Journal on Image and Vision Computing: Special Issue on Machine Learning in Motion Analysis
Call for Papers
Elsevier Journal on Image and Vision Computing
Special Issue on
Machine Learning in Motion Analysis
With the ubiquitous presence of video data and the increasing importance in a wide range of
real-world applications such as visual surveillance, human-machine interfaces and sport event
interpretation, there is an increasing demand for the automatic analysis and understanding of
object motions from large amounts of video footage.
Vision-based motion analysis aims to detect, track, and identify objects, and more
generally, to understand their behaviors, from video sequences. This exciting research area
has received growing interest in recent years due to a wide spectrum of real world
applications such as biomedical image analysis and modeling, visual surveillance,
human-machine interfaces, and virtual reality.

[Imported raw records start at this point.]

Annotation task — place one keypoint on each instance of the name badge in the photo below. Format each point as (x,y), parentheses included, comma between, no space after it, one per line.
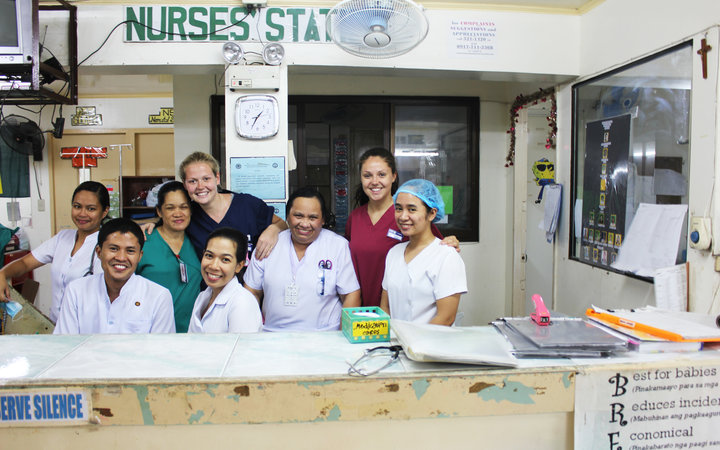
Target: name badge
(291,295)
(394,234)
(183,271)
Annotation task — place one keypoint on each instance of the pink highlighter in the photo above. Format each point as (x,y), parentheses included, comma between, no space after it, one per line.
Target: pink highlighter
(541,316)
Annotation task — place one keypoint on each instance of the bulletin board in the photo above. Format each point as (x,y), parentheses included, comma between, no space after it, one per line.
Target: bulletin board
(607,149)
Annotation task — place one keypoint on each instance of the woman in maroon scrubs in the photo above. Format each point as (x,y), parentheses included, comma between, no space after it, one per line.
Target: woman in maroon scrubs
(371,227)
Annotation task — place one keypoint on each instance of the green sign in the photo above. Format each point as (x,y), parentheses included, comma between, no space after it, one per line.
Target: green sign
(207,23)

Although there has been much progress in the past decades, many challenging problems
remain unsolved, such as robust object detection and tracking, unconstrained object activity
recognition, and communicative behavior analysis. Recently, statistical machine learning
algorithms, such as manifold learning, probabilistic graphical models, and kernel machines,
have been successfully applied in this area for object tracking, activity modeling and
recognition. We believe that novel statistical learning technologies have a strong potential to
further contribute to the development of robust yet flexible vision systems. The increasing
performance of vision systems has also brought new challenges to the field of machine
learning, e.g., learning from partial or limited annotations, online and incremental learning,
and learning with very large datasets. Solving the problems involved in object motion analysis
will naturally lead to the development of new machine learning algorithms. In return, new
machine learning algorithms are able to address more realistic problems in object motion
analysis and understanding.
This special issue aims to solicit original research contributions that address vision-based
object motion by using machine learning approaches, or that develop new machine learning
and motion analysis approaches. Submissions that address real-world challenging applications
are especially encouraged. Topics of interest include, but are not limited to:
1) Machine Learning Theories
Supervised/unsupervised/semi-supervised learning
Generative and discriminative approaches
Probabilistic graphical models and exponential families
Large-margin methods with structured output
Manifold learning
Structured Prediction
2) Motion Analysis and Understanding
Motion segmentation and object recognition
Motion feature extraction and representation
Activity analysis and unusual event detection
3) Biological and medical applications, such as:
Fluoroscopic sequence analysis
Live cell/tissue motion analysis
Image guided surgery
Important Dates
Papers should be received by December 1, 2011
First reviews will be returned to authors by March 1, 2012
Revised manuscripts should be submitted by May 1, 2012
Possible second reviews will be returned to authors by July 1, 2012
Revised manuscripts should be submitted by August 1, 2012
Final decisions will be communicated by August 15, 2012
Final manuscripts are due by September 15, 2012
The special issue will be (tentatively) published in December 2012
Guest Editors
Prof. Matti Pietikäinen (mkp@ee.oulu.fi), University of Oulu, Finland
Prof. Matthew Turk (mturk@cs.ucsb.edu), University of California, Santa Barbara, USA
Dr. Liang Wang (wangliangnlpr@gmail.com), Chinese Academy of Sciences
Dr. Guoying Zhao (gyzhao@ee.oulu.fi), University of Oulu, Finland
Dr. Li Cheng (chengli@bii.a-star.edu.sg), Bioinformatics Institute, A*STAR, Singapore
Submission Procedure
Prospective authors should follow the regular guidelines of the Image and Vision
Computing Journal for electronic submission: (http://ees.elsevier.com/imavis). During
submission authors must select the “Special Issue: Machine Learning in Motion Analysis”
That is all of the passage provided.